Split XML with XML editor script

On another forum a user asked how to "Split XML and output to different files" and did not get an answer, just several confusing responses about versions of XSLT. This is how simple the answer is in the free firstobject XML editor:

split_XML()
{
  CMarkup input;
  input.Load( "input.xml" );
  while ( input.FindElem("//npc") )
    WriteTextFile( "npc"+input.GetAttrib("id")+".xml", input.GetSubDoc() );
}

This script will read input.xml and create an npc[ID].xml file for each npc subdocument. This was the question:

Starting with... Desired result

"input.xml"

<root>
<npc id="1">
  <p pid="1"/>
  <p pid="2"/>
  <p pid="3"/>
</npc>
<npc id="2">
  <p pid="3"/>
  <p pid="4"/>
  <p pid="5"/>
</npc>
<npc id="3">
  <p pid="4"/>
  <p pid="5"/>
  <p pid="6"/>
</npc>
</root>
 

"npc1.xml"

<npc id="1">
  <p pid="1"/>
  <p pid="2"/>
  <p pid="3"/>
</npc>

"npc2.xml"

<npc id="2">
  <p pid="3"/>
  <p pid="4"/>
  <p pid="5"/>
</npc>

"npc3.xml"

<npc id="3">
  <p pid="4"/>
  <p pid="5"/>
  <p pid="6"/>
</npc>

The simplicity of a short bit of CMarkup code is yet another reason to avoid XSLT. Here is a similar question asked here:

 

comment posted xml splitter

Dita Ciulacu 01-Jul-2009

I am searching for a xml splitter to generate the file name using values from a child field. I can't make [your script] work for my specific file name. Is there a way to have the file name this way: xmlOutput.Open( "test" + "_" + [Child value from REFERRAL_ID] + "_"+ nFileCount + ".xml", MDF_WRITEFILE ); My XML is:

<REFERRAL_DISCHARGE>
  <FILE_VERSION>1.0</FILE_VERSION>
  <REFERRAL_ID>9999</REFERRAL_ID>
  <ORGANISATION_ID>A12345-6</ORGANISATION_ID>
  <ORGANISATION_TYPE>100</ORGANISATION_TYPE>
  <EXTRACT_FROM_DATE_TIME>2009-06-01T00:00:00</EXTRACT_FROM_DATE_TIME>
  <EXTRACTED_DATE_TIME>2009-06-30T00:30:00</EXTRACTED_DATE_TIME>
  <TEAM_CODE>1111</TEAM_CODE>
  <EVENT_HCU_ID>AAA1234</EVENT_HCU_ID>
  <SEX>M</SEX>
  <DATE_OF_BIRTH>1900-05-05</DATE_OF_BIRTH>
  <REFERRAL_FROM>UN</REFERRAL_FROM>
  <START_DATE_TIME>2008-12-24T00:00:00</START_DATE_TIME>
</REFERRAL_DISCHARGE>

The parent is REFERRAL_DISCHARGE. I need the file name exactly how you have it plus the individual value from REFERRAL_ID to make it easy to link to the data included. We are a not-for-profit organization and we have to report to the Ministry of Health and our data is to be packed as individual XML files. We are not dealing with huge files (this one is only 316kb).

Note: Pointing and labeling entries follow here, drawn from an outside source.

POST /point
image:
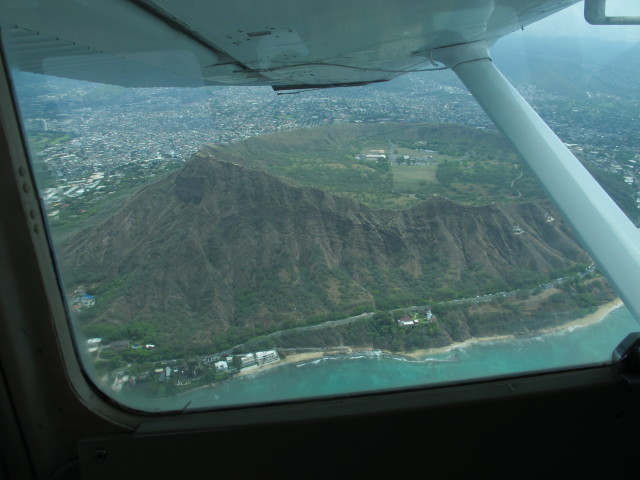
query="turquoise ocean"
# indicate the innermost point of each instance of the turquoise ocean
(375, 370)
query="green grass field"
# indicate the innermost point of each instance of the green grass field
(409, 179)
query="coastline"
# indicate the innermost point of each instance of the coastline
(601, 312)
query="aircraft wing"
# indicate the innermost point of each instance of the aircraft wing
(284, 43)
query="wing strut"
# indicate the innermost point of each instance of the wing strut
(606, 232)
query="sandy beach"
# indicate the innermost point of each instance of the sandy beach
(590, 319)
(595, 317)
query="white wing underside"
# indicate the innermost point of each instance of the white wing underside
(284, 43)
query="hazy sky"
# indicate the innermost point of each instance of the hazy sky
(571, 22)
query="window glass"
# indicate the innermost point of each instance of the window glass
(229, 245)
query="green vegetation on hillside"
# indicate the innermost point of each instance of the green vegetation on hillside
(467, 165)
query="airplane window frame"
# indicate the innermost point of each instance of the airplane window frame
(106, 407)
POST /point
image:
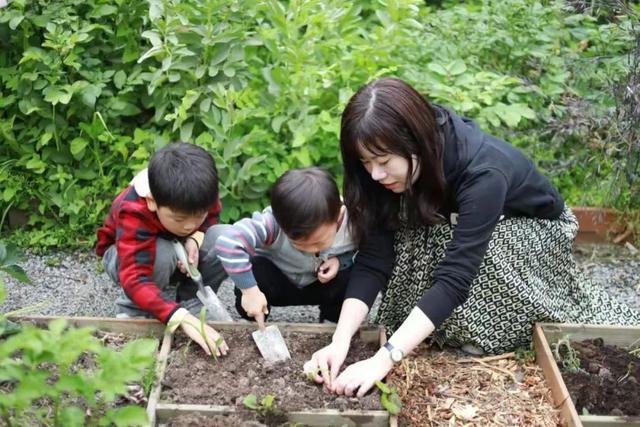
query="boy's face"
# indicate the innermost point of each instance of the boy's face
(177, 222)
(322, 237)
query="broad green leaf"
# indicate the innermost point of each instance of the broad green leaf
(125, 417)
(391, 402)
(437, 68)
(78, 146)
(72, 416)
(119, 79)
(36, 165)
(457, 67)
(250, 401)
(15, 21)
(17, 273)
(276, 123)
(90, 94)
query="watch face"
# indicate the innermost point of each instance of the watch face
(396, 355)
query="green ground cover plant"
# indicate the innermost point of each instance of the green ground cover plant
(89, 89)
(44, 382)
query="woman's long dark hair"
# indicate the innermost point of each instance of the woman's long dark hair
(388, 116)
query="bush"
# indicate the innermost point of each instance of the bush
(91, 88)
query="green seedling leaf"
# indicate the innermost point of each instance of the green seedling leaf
(383, 387)
(391, 402)
(251, 401)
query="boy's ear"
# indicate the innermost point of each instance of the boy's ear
(343, 209)
(151, 203)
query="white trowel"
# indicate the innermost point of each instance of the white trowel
(270, 342)
(215, 308)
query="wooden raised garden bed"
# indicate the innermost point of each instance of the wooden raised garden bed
(114, 334)
(194, 389)
(446, 387)
(595, 383)
(195, 385)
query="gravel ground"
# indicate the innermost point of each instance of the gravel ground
(75, 284)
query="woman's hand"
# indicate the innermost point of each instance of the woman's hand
(361, 376)
(328, 270)
(325, 363)
(254, 302)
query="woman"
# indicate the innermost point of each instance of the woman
(482, 240)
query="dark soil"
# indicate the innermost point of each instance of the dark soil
(607, 382)
(192, 377)
(209, 421)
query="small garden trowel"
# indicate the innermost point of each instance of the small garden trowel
(215, 309)
(270, 342)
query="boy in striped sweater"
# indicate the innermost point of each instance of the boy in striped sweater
(298, 251)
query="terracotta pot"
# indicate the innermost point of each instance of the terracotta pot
(599, 225)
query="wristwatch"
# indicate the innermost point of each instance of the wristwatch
(395, 354)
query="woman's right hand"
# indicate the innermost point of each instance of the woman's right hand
(254, 302)
(324, 365)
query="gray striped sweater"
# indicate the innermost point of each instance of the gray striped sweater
(261, 235)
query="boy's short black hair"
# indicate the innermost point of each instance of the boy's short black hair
(183, 177)
(303, 200)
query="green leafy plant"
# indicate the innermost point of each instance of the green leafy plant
(525, 355)
(389, 398)
(566, 355)
(10, 255)
(45, 383)
(266, 409)
(89, 89)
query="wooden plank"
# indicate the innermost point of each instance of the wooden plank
(621, 336)
(546, 333)
(559, 391)
(134, 327)
(318, 417)
(161, 367)
(606, 421)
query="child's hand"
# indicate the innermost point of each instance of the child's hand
(193, 255)
(254, 301)
(328, 270)
(193, 328)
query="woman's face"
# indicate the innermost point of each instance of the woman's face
(389, 170)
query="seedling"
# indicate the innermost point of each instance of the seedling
(389, 398)
(524, 355)
(569, 357)
(201, 329)
(43, 365)
(310, 375)
(266, 409)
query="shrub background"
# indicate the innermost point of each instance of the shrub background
(90, 88)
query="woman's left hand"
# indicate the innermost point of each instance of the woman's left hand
(361, 376)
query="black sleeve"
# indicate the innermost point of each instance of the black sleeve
(372, 267)
(480, 204)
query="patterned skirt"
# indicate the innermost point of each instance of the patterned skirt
(528, 275)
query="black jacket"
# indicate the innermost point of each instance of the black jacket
(487, 179)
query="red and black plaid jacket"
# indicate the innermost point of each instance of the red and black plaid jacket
(133, 228)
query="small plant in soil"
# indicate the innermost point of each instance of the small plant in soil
(566, 355)
(389, 398)
(525, 355)
(45, 378)
(191, 378)
(608, 382)
(200, 327)
(266, 409)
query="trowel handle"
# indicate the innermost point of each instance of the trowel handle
(260, 321)
(182, 256)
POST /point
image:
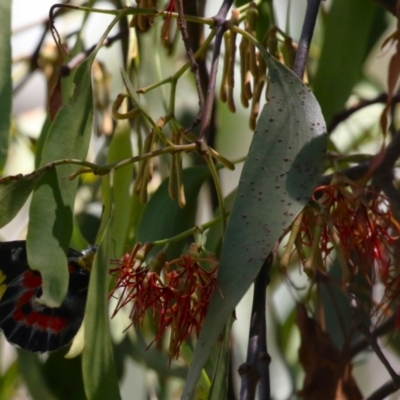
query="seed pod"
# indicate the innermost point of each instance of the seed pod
(245, 77)
(224, 80)
(141, 179)
(231, 70)
(179, 183)
(255, 106)
(251, 20)
(272, 42)
(289, 52)
(172, 179)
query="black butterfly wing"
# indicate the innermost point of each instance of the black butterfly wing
(24, 321)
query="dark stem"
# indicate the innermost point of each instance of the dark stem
(384, 391)
(255, 371)
(220, 20)
(305, 38)
(80, 57)
(189, 51)
(382, 329)
(373, 342)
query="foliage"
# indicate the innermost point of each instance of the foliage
(176, 252)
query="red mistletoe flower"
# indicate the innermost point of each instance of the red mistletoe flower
(178, 297)
(357, 223)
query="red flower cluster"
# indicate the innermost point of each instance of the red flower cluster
(178, 297)
(358, 224)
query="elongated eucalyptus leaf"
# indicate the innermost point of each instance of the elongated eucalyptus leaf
(14, 191)
(163, 218)
(5, 78)
(98, 367)
(341, 59)
(281, 170)
(51, 211)
(32, 374)
(120, 148)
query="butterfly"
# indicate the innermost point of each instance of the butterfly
(25, 322)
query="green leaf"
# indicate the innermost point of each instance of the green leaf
(8, 382)
(31, 371)
(347, 43)
(98, 367)
(280, 173)
(219, 387)
(51, 210)
(14, 191)
(59, 372)
(121, 148)
(5, 79)
(162, 217)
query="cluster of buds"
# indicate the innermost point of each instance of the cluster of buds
(144, 22)
(252, 65)
(140, 21)
(177, 295)
(356, 225)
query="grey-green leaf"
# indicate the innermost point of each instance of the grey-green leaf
(280, 173)
(51, 210)
(5, 79)
(14, 191)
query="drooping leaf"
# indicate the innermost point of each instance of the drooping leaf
(162, 217)
(120, 148)
(5, 79)
(280, 173)
(51, 210)
(59, 372)
(8, 382)
(32, 374)
(98, 367)
(344, 52)
(14, 191)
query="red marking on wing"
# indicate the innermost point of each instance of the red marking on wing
(35, 318)
(31, 280)
(40, 321)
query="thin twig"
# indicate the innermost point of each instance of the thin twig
(189, 51)
(380, 330)
(373, 342)
(305, 38)
(220, 20)
(255, 371)
(384, 391)
(80, 57)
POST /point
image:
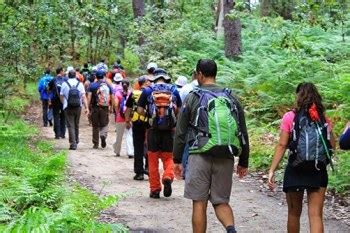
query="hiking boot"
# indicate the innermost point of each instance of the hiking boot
(154, 194)
(167, 188)
(103, 142)
(139, 177)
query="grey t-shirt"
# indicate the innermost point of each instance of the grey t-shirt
(65, 90)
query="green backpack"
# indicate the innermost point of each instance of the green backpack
(216, 126)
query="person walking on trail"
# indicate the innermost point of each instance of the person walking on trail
(73, 97)
(160, 103)
(184, 91)
(59, 119)
(213, 123)
(307, 133)
(120, 97)
(100, 98)
(139, 124)
(45, 95)
(344, 140)
(180, 82)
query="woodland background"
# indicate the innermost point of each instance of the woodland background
(263, 50)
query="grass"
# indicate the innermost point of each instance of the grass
(34, 194)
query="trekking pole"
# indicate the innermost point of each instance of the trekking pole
(325, 146)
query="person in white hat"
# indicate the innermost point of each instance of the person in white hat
(150, 69)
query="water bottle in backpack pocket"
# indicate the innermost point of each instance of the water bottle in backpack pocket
(74, 98)
(309, 142)
(216, 126)
(103, 95)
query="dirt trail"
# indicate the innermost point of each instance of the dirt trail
(101, 170)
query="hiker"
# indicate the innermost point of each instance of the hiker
(59, 119)
(161, 101)
(184, 91)
(120, 97)
(213, 123)
(80, 77)
(73, 96)
(139, 124)
(180, 82)
(45, 95)
(100, 98)
(307, 133)
(150, 69)
(344, 140)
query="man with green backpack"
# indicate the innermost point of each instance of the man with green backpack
(212, 122)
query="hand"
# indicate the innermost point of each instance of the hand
(178, 170)
(271, 180)
(241, 171)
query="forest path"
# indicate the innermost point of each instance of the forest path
(101, 171)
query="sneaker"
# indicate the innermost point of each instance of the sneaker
(154, 194)
(167, 188)
(139, 177)
(103, 142)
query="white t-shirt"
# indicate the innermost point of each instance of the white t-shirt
(65, 90)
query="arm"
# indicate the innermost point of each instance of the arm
(279, 152)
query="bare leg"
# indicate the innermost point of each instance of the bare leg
(295, 206)
(315, 210)
(224, 214)
(199, 216)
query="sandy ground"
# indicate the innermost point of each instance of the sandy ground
(100, 170)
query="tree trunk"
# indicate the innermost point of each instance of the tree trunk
(138, 7)
(232, 28)
(220, 19)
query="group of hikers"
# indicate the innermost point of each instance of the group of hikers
(196, 129)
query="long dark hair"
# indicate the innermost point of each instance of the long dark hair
(307, 94)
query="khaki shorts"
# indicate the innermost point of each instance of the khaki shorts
(209, 178)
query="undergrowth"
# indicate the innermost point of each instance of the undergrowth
(34, 194)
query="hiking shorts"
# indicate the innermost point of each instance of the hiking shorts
(209, 178)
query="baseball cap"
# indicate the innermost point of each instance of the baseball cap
(100, 74)
(117, 77)
(152, 65)
(181, 81)
(159, 73)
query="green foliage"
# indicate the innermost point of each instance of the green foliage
(340, 179)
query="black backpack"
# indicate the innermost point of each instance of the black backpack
(309, 142)
(73, 100)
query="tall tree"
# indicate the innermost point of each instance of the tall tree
(138, 7)
(232, 28)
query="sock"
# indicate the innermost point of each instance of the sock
(231, 229)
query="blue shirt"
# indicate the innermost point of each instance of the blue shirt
(43, 87)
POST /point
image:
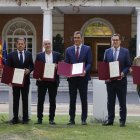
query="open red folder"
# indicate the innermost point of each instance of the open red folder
(136, 74)
(104, 72)
(70, 70)
(39, 70)
(8, 76)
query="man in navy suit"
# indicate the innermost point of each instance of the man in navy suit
(48, 56)
(76, 54)
(117, 87)
(27, 64)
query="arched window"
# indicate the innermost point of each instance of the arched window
(97, 27)
(16, 28)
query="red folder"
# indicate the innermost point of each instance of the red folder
(39, 71)
(65, 69)
(136, 74)
(104, 72)
(7, 76)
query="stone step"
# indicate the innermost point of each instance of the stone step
(63, 86)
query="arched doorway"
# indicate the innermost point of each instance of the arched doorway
(20, 27)
(97, 33)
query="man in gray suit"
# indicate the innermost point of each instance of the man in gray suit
(117, 87)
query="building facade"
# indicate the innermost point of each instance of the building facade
(36, 20)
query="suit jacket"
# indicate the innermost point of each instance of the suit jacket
(56, 59)
(13, 61)
(85, 56)
(123, 58)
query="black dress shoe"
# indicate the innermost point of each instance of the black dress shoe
(71, 123)
(84, 123)
(14, 121)
(122, 124)
(39, 122)
(25, 121)
(52, 122)
(107, 123)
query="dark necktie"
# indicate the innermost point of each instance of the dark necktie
(77, 53)
(115, 54)
(21, 58)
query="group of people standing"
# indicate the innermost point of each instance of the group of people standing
(74, 54)
(49, 56)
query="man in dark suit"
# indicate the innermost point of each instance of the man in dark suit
(76, 54)
(117, 87)
(14, 60)
(48, 56)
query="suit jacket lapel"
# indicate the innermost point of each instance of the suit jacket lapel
(111, 55)
(73, 52)
(81, 53)
(120, 54)
(43, 57)
(16, 57)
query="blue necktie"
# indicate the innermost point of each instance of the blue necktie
(21, 58)
(115, 54)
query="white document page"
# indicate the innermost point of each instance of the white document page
(77, 68)
(49, 71)
(18, 76)
(114, 69)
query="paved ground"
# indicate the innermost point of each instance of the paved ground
(133, 104)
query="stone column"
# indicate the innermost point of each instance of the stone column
(138, 32)
(47, 24)
(99, 100)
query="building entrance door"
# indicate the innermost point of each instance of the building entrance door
(98, 46)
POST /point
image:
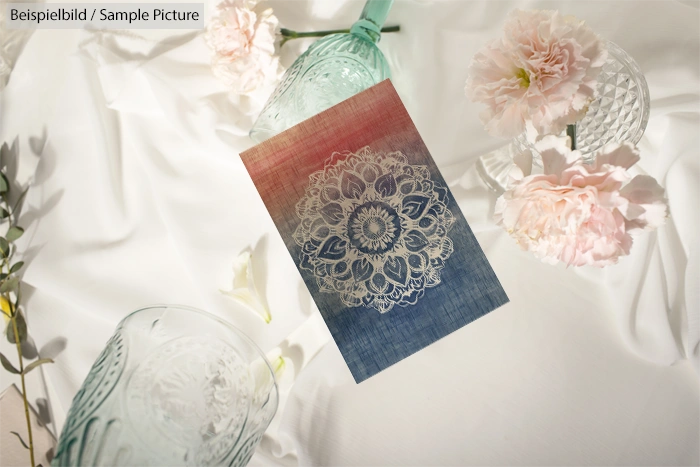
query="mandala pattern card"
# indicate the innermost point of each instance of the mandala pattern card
(374, 230)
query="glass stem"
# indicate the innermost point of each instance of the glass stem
(372, 19)
(288, 34)
(571, 133)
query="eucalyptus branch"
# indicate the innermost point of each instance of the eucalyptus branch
(16, 331)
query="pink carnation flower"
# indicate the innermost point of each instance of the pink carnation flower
(543, 70)
(242, 37)
(581, 214)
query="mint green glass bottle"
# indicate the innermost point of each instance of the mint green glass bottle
(331, 70)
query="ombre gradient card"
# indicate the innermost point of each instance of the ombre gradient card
(374, 230)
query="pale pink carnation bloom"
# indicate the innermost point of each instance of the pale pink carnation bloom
(544, 69)
(581, 214)
(242, 37)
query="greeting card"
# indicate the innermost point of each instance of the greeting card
(374, 230)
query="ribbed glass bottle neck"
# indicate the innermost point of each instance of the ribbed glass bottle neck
(372, 19)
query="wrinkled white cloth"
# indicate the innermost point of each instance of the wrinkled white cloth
(140, 198)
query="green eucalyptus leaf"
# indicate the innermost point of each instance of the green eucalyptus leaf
(35, 364)
(21, 329)
(20, 440)
(8, 366)
(9, 285)
(14, 233)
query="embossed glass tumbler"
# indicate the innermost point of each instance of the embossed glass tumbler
(331, 70)
(174, 387)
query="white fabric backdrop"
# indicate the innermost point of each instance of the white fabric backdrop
(140, 198)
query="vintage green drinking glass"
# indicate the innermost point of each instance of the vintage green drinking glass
(334, 68)
(174, 387)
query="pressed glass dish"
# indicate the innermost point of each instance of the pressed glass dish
(173, 387)
(619, 112)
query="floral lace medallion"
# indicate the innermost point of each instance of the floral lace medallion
(374, 229)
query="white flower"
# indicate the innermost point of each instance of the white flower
(242, 38)
(244, 288)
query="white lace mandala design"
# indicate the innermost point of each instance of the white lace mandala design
(374, 229)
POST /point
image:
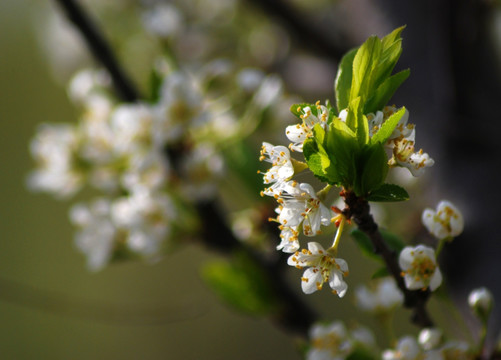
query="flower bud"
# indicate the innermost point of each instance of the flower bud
(480, 301)
(430, 338)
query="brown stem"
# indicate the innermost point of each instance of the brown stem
(100, 49)
(307, 32)
(358, 209)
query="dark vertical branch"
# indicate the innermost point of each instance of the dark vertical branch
(307, 32)
(100, 49)
(294, 315)
(358, 209)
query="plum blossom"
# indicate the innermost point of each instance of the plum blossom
(300, 132)
(299, 204)
(446, 222)
(96, 236)
(281, 170)
(382, 297)
(480, 301)
(289, 239)
(419, 268)
(323, 267)
(54, 149)
(329, 342)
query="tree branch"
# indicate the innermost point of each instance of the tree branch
(305, 31)
(294, 314)
(100, 49)
(359, 209)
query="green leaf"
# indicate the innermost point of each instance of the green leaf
(361, 354)
(388, 193)
(391, 38)
(374, 170)
(381, 272)
(391, 51)
(388, 126)
(364, 65)
(365, 244)
(297, 108)
(241, 284)
(385, 91)
(342, 85)
(342, 147)
(317, 159)
(357, 122)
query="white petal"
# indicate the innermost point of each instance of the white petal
(311, 280)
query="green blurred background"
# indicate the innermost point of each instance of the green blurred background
(55, 308)
(52, 307)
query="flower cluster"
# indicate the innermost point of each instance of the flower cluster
(428, 346)
(383, 296)
(445, 222)
(122, 151)
(334, 341)
(419, 268)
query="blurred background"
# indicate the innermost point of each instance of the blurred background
(52, 307)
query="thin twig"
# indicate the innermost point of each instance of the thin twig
(304, 30)
(100, 49)
(294, 315)
(358, 209)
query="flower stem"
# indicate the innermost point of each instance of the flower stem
(358, 208)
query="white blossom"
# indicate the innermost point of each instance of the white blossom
(419, 268)
(289, 239)
(300, 132)
(147, 172)
(406, 349)
(299, 204)
(54, 150)
(163, 20)
(329, 342)
(96, 233)
(383, 296)
(85, 83)
(322, 266)
(446, 221)
(146, 219)
(180, 108)
(480, 301)
(430, 338)
(405, 156)
(132, 128)
(281, 169)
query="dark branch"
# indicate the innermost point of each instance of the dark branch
(100, 49)
(306, 32)
(358, 209)
(294, 315)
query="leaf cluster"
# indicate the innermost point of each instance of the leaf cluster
(343, 153)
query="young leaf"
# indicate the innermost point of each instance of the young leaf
(388, 193)
(297, 108)
(317, 159)
(365, 244)
(342, 85)
(391, 51)
(392, 37)
(385, 91)
(342, 147)
(388, 126)
(357, 122)
(375, 169)
(364, 65)
(381, 272)
(393, 241)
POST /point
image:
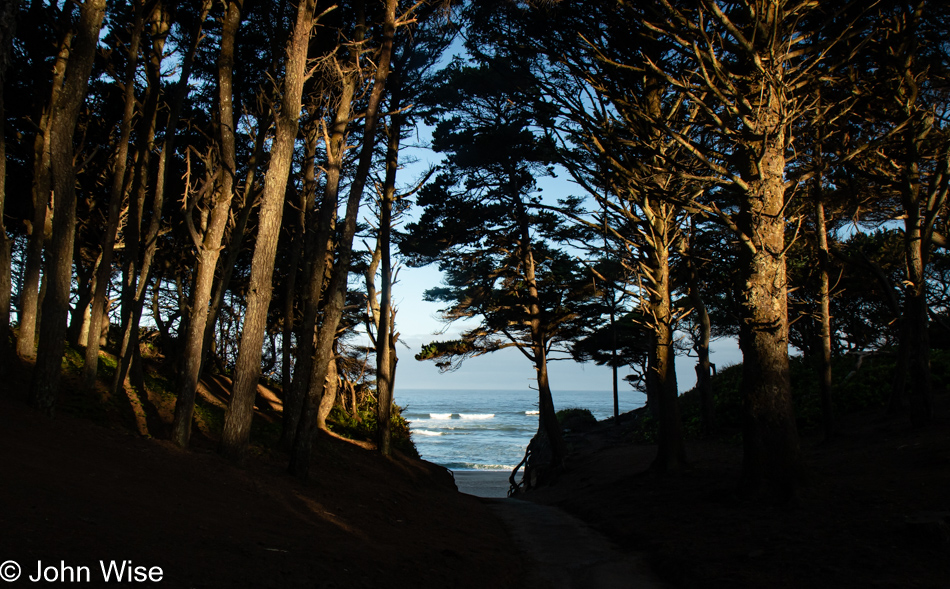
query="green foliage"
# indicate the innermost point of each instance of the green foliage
(365, 426)
(868, 388)
(576, 419)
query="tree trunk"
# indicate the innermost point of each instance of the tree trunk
(237, 420)
(135, 271)
(385, 340)
(65, 114)
(701, 344)
(824, 301)
(547, 459)
(915, 320)
(117, 194)
(8, 14)
(671, 453)
(130, 322)
(192, 343)
(333, 312)
(771, 448)
(298, 248)
(39, 229)
(328, 399)
(320, 243)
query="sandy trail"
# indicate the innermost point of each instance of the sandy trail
(565, 553)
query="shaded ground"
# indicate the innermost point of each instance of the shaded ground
(78, 492)
(566, 553)
(875, 512)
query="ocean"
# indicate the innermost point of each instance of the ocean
(489, 430)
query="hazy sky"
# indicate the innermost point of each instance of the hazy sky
(418, 323)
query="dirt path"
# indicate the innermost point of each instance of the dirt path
(565, 553)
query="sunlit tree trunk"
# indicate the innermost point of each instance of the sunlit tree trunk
(208, 245)
(8, 12)
(770, 436)
(116, 196)
(336, 291)
(661, 373)
(39, 228)
(65, 114)
(237, 420)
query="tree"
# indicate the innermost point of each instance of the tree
(208, 242)
(236, 432)
(64, 115)
(8, 12)
(480, 224)
(906, 151)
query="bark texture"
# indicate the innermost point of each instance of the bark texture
(237, 420)
(65, 114)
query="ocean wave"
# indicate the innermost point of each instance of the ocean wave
(474, 466)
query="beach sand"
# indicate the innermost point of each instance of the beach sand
(483, 483)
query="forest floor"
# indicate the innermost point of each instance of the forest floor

Since the input file is under 10MB it makes sense to Load it all at once rather than using the Open method for read mode. Also, it is easier to pick out the data for naming the output file using an in-memory XML document than being restricted by forward-only file read mode. Here's the script to divide the XML into files with one REFERRAL_DISCHARGE each:

split()
{
  CMarkup xmlInput;
  xmlInput.Load( "split.xml" );
  int nFileCount = 0;
  while ( xmlInput.FindElem("//REFERRAL_DISCHARGE") )
  {
    ++nFileCount;
    xmlInput.FindChildElem( "REFERRAL_ID" );
    str sID = xmlInput.GetChildData();
    str sFilename = "test" + "_" + sID + "_"+ nFileCount + ".xml";
    WriteTextFile( sFilename, xmlInput.GetSubDoc() );
  }
  return nFileCount;
}

In this simple REFERRAL_DISCHARGE subdocument the REFERRAL_ID is a child element and we can find it using the FindChildElem method while keeping the main position at the REFERRAL_DISCHARGE element. This allows us to still retrieve the whole REFERRAL_DISCHARGE subdocument with GetSubDoc after building the filename.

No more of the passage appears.